I understand why A* algorithm always gives the most optimal path to a goal state when the heuristic always underestimates, but I can't create a formal proof for it.
As far as I understand, for each path considered as it goes deeper and deeper the accuracy of f(n)
increases until the goal state, where it is 100% accurate. Also, no incorrect paths are ignored, as estimation is less than the actual cost; thus leading to the optimal path. But how should I create a proof for it?
The main idea of the proof is that when A* finds a path, it has a found a path that has an estimate lower than the estimate of any other possible paths. Since the estimates are optimistic, the other paths can be safely ignored.

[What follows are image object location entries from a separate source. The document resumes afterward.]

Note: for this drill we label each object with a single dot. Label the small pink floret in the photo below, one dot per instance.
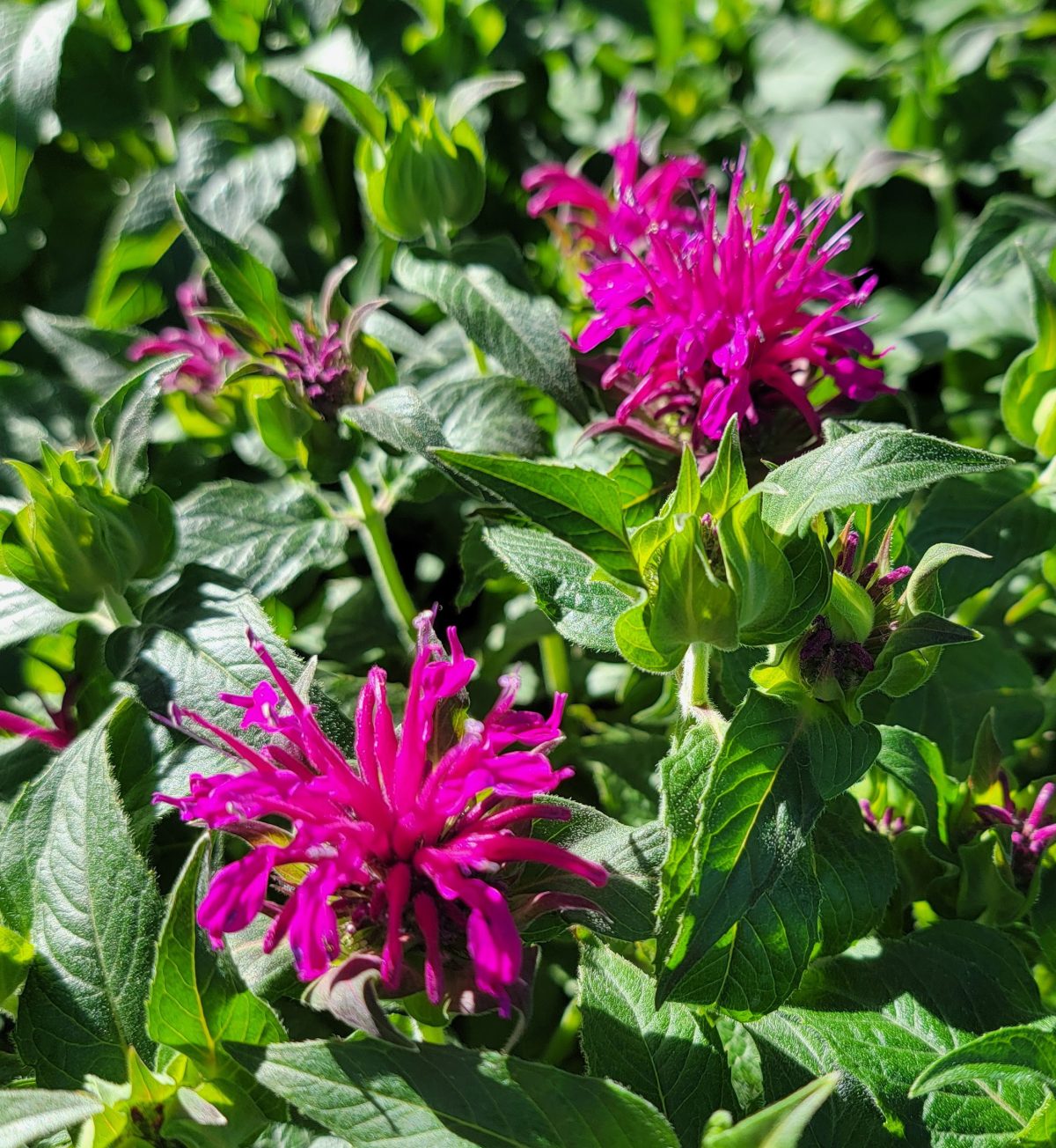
(404, 846)
(211, 354)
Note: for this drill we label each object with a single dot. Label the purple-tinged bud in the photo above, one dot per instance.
(1030, 835)
(847, 554)
(887, 826)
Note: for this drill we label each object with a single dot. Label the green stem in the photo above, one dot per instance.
(562, 1041)
(554, 654)
(693, 690)
(326, 232)
(395, 596)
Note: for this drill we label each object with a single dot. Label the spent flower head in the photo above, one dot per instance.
(212, 356)
(409, 849)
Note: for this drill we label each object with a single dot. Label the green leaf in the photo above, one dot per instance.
(922, 590)
(194, 1004)
(400, 418)
(633, 857)
(882, 1012)
(855, 871)
(781, 1124)
(444, 1096)
(668, 1056)
(361, 108)
(582, 508)
(868, 467)
(683, 776)
(30, 1115)
(93, 358)
(521, 333)
(16, 955)
(727, 482)
(470, 93)
(972, 679)
(985, 298)
(192, 646)
(760, 961)
(1021, 1053)
(268, 533)
(1010, 516)
(245, 280)
(26, 614)
(124, 422)
(768, 785)
(566, 590)
(495, 414)
(1044, 915)
(916, 763)
(30, 56)
(94, 920)
(1029, 393)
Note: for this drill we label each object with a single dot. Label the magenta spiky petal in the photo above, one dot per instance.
(402, 848)
(211, 354)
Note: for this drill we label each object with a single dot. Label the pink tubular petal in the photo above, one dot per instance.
(1041, 804)
(397, 888)
(237, 894)
(429, 925)
(23, 727)
(529, 850)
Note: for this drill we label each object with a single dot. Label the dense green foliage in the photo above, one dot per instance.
(765, 966)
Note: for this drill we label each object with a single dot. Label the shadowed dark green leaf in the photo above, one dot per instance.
(521, 333)
(582, 608)
(882, 1014)
(855, 871)
(27, 1116)
(268, 534)
(94, 921)
(668, 1056)
(251, 286)
(373, 1092)
(781, 1124)
(868, 467)
(582, 508)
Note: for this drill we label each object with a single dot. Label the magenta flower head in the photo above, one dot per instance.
(1032, 834)
(211, 354)
(317, 363)
(638, 204)
(61, 732)
(404, 854)
(716, 316)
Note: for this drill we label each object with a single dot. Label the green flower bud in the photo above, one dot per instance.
(76, 539)
(849, 610)
(425, 180)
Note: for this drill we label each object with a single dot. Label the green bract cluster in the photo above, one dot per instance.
(698, 364)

Also, A* is only optimal if two conditions are met:
The heuristic is admissible, as it will never overestimate the cost.
The heuristic is monotonic, that is, if h(ni) < h(ni + 1), then real-cost(ni) < real-cost(ni + 1).
You can prove the optimality to be correct by assuming the opposite, and expanding the implications.
Assume that the path give by A* is not optimal with an admissible and monotonic heuristic, and think about what that means in terms of implications (you'll soon find yourself reaching a contradiction), and thus, your original assumption is reduced to absurd.
From that you can conclude that your original assumption was false, that is, A* is optimal with the above conditions. Q.E.D.